Die Gretchenfrage lautet also: Wie kann es sein, dass der Markt im EnBW-Aurora-Referenzmodell für das Jahr 2045 nicht mit Batterien überschwemmt wird, nach all der weiteren Kostensenkung und Innovation der kommenden 20 Jahre?

Anders gesagt: Sind sich die Modellierer sicher, dass ihre Annahmen zu Investitionskosten neuer Technologien mit ihren Ergebnissen zu Marktpreisen und deren Schwankungen zusammenpassen?

 

Fazit: Niemand bezweifelt, dass der heutige Pfad der Energiewende und ihre Regulierung optimiert werden können und müssen. Doch die in der EnBW-Aurora-Studie genannten Einsparungen von 300 bis 700 Milliarden Euro fallen mehr oder weniger vom Himmel. Sie sind nicht nachvollziehbar hergeleitet, im Gegenteil erscheinen sie an mehreren Stellen unplausibel. Die Autoren sollten sich daher einer Überprüfung durch externe Fachleute öffnen.
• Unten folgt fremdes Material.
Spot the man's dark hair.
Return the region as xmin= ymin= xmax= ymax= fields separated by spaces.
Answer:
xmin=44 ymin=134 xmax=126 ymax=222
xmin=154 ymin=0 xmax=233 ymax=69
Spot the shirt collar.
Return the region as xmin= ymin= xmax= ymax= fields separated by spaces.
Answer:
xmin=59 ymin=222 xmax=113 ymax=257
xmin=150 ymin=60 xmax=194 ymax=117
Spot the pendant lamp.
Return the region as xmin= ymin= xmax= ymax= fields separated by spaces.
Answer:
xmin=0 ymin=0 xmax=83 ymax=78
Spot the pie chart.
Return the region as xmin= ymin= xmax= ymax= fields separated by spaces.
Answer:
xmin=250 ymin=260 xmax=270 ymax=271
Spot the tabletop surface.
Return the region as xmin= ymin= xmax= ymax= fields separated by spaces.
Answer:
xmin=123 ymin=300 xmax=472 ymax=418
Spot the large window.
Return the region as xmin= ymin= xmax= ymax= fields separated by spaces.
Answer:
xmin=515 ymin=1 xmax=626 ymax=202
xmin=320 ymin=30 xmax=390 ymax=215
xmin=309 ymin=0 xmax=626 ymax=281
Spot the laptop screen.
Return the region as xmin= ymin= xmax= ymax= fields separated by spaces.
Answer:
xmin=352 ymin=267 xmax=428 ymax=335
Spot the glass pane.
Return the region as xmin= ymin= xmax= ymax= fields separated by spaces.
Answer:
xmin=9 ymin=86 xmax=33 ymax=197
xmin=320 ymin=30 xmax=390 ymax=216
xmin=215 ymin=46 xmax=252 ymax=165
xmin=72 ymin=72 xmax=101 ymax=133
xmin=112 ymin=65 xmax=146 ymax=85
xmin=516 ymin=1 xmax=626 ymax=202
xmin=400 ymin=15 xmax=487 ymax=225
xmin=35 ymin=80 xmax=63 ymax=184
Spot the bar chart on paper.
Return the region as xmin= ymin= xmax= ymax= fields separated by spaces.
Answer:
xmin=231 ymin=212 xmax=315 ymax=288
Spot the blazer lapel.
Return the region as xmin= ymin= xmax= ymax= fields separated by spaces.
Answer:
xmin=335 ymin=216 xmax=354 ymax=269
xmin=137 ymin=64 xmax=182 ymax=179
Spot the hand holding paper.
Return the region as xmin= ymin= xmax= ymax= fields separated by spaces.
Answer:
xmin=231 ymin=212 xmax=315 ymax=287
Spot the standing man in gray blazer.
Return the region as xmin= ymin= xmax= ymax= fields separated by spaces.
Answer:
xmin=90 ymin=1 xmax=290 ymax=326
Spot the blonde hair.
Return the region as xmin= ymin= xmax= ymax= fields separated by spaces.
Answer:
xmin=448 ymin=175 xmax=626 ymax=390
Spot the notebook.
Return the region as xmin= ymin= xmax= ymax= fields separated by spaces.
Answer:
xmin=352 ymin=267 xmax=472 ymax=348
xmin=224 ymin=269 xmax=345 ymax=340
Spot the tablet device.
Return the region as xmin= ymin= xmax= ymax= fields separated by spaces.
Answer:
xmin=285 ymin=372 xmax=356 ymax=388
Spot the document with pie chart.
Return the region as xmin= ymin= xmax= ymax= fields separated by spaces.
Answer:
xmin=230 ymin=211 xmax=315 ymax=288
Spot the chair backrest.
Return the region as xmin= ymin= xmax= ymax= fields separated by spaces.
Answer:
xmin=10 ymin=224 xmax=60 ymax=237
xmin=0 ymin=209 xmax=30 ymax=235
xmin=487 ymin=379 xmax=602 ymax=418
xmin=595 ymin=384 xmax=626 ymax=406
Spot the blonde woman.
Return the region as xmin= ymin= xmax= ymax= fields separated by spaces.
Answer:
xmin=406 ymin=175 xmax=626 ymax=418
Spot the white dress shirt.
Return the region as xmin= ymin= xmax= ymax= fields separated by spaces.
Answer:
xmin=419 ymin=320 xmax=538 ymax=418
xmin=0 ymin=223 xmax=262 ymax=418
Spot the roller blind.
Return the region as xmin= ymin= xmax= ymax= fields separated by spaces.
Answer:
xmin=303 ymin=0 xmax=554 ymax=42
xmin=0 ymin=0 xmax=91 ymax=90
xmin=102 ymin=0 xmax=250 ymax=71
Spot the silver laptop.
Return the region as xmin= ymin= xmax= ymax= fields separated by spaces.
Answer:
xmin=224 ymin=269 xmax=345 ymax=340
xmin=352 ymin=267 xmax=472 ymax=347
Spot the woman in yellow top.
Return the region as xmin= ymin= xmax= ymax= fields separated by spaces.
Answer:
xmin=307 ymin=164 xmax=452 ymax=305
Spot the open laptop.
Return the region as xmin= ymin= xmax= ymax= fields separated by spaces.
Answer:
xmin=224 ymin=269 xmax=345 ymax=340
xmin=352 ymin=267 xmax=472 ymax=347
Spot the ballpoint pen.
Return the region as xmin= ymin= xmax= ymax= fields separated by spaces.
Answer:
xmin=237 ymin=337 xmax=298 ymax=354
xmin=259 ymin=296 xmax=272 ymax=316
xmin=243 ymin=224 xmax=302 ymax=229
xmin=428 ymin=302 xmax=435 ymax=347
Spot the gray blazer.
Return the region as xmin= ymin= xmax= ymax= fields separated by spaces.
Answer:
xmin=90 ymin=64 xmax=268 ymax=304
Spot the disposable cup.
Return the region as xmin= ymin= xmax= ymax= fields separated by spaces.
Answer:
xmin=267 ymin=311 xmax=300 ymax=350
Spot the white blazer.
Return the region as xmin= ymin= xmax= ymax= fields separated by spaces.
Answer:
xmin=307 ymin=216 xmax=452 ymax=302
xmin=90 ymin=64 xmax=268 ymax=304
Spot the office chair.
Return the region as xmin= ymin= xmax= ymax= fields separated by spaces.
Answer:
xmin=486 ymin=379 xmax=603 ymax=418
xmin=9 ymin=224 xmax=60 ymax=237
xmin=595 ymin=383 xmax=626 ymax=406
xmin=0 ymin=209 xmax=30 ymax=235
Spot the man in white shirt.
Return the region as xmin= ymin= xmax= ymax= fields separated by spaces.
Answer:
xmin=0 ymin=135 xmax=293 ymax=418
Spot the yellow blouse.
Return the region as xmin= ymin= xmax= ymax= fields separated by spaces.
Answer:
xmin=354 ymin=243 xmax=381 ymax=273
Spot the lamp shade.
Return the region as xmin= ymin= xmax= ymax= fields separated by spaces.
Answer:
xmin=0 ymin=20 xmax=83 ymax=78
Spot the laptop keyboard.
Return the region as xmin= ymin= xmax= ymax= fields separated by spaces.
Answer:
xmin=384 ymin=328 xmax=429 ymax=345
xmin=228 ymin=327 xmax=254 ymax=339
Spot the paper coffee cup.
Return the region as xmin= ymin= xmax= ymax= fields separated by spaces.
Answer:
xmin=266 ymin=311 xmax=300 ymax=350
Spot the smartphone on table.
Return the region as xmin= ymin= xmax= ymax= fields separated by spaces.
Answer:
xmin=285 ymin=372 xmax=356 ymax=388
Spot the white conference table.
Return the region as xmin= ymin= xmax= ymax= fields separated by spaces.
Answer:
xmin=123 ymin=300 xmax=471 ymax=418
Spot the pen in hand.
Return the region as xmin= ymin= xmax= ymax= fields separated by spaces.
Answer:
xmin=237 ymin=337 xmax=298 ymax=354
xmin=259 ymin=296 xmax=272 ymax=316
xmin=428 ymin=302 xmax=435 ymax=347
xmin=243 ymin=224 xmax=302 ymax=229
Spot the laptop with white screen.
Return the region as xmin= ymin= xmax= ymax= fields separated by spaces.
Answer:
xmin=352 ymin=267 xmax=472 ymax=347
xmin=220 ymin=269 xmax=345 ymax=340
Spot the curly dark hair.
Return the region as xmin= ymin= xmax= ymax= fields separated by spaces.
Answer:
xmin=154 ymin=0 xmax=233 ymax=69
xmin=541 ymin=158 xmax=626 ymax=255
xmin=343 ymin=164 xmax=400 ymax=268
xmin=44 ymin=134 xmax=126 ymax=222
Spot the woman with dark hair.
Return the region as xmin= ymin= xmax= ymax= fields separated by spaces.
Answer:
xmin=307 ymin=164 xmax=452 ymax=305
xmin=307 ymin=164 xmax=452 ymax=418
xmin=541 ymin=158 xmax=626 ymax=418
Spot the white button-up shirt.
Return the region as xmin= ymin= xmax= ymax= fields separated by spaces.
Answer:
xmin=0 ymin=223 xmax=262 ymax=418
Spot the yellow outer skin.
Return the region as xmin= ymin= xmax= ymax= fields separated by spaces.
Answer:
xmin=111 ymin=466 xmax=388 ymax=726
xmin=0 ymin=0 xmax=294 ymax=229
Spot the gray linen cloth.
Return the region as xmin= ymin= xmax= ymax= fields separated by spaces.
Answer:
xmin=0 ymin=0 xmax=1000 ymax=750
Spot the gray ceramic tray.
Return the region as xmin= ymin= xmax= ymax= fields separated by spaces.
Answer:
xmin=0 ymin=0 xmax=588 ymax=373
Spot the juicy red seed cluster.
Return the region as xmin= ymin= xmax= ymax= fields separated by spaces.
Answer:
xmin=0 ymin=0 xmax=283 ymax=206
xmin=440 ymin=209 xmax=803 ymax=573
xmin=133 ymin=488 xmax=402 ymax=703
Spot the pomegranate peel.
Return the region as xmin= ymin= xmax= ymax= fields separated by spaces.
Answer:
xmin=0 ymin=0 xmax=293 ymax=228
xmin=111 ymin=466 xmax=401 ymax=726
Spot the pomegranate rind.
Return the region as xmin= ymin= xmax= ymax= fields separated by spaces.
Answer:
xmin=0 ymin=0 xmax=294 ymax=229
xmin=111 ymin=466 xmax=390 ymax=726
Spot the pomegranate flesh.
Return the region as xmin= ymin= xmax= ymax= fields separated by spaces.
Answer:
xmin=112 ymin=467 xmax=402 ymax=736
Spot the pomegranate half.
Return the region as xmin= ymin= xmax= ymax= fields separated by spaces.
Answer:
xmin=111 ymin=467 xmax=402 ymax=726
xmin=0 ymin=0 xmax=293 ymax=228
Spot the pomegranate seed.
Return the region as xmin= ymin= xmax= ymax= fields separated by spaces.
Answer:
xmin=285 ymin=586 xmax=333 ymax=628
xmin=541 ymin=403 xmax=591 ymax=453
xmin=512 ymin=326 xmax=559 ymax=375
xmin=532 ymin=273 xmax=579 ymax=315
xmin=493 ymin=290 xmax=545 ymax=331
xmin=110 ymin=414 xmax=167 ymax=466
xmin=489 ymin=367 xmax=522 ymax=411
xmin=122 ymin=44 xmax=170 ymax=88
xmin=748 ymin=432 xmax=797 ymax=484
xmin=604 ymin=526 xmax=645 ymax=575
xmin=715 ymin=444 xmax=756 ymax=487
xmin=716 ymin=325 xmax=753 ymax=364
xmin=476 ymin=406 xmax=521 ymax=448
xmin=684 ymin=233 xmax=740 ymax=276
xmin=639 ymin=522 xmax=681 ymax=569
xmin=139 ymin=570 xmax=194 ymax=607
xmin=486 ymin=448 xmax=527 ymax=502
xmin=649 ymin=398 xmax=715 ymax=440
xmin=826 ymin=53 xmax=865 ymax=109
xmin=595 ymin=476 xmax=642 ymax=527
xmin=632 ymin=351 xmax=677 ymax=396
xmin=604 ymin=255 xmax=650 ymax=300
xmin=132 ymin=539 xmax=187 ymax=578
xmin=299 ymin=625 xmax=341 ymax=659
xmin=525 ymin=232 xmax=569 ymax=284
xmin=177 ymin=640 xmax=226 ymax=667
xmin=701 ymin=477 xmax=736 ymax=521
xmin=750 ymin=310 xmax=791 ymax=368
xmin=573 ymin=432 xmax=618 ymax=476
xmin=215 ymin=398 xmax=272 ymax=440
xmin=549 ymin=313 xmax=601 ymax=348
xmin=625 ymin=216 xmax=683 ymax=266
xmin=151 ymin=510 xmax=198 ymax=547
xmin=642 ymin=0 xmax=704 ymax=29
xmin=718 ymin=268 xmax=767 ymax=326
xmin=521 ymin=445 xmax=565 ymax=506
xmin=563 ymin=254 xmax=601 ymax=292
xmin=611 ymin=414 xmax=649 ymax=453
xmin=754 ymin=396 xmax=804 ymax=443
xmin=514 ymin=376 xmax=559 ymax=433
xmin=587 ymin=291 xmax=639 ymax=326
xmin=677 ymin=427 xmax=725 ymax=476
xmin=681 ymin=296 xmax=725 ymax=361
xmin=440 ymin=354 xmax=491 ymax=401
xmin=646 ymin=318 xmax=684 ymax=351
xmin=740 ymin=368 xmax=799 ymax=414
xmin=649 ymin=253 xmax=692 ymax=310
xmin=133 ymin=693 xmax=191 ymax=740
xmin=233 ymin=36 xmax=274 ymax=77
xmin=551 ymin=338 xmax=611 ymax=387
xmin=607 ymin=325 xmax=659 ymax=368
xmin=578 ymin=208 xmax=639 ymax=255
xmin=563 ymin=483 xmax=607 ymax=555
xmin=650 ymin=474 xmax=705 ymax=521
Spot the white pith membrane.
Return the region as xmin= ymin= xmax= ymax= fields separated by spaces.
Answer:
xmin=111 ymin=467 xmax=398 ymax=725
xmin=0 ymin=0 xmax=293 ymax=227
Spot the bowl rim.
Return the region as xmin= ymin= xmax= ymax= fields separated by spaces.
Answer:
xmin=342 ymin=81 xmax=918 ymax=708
Gleichzeitig sollte sich die Energiewirtschaft endlich auch einem in der Studie nicht angesprochenen, aber auch für sie selbst unangenehmen Kostenhebel öffnen: der Reduktion von Struktur- und Prozesskosten für alle Marktteilnehmer durch vereinfachte Verfahren und Meldeprozesse, durch klare und einheitliche Strukturen im Verteilnetz und durch digitale Geschäftsprozesse.

Wer die Energiewende wirklich günstiger machen will, setzt hier an – und nicht bei der Planung von großen Mengen Gaskraftwerken.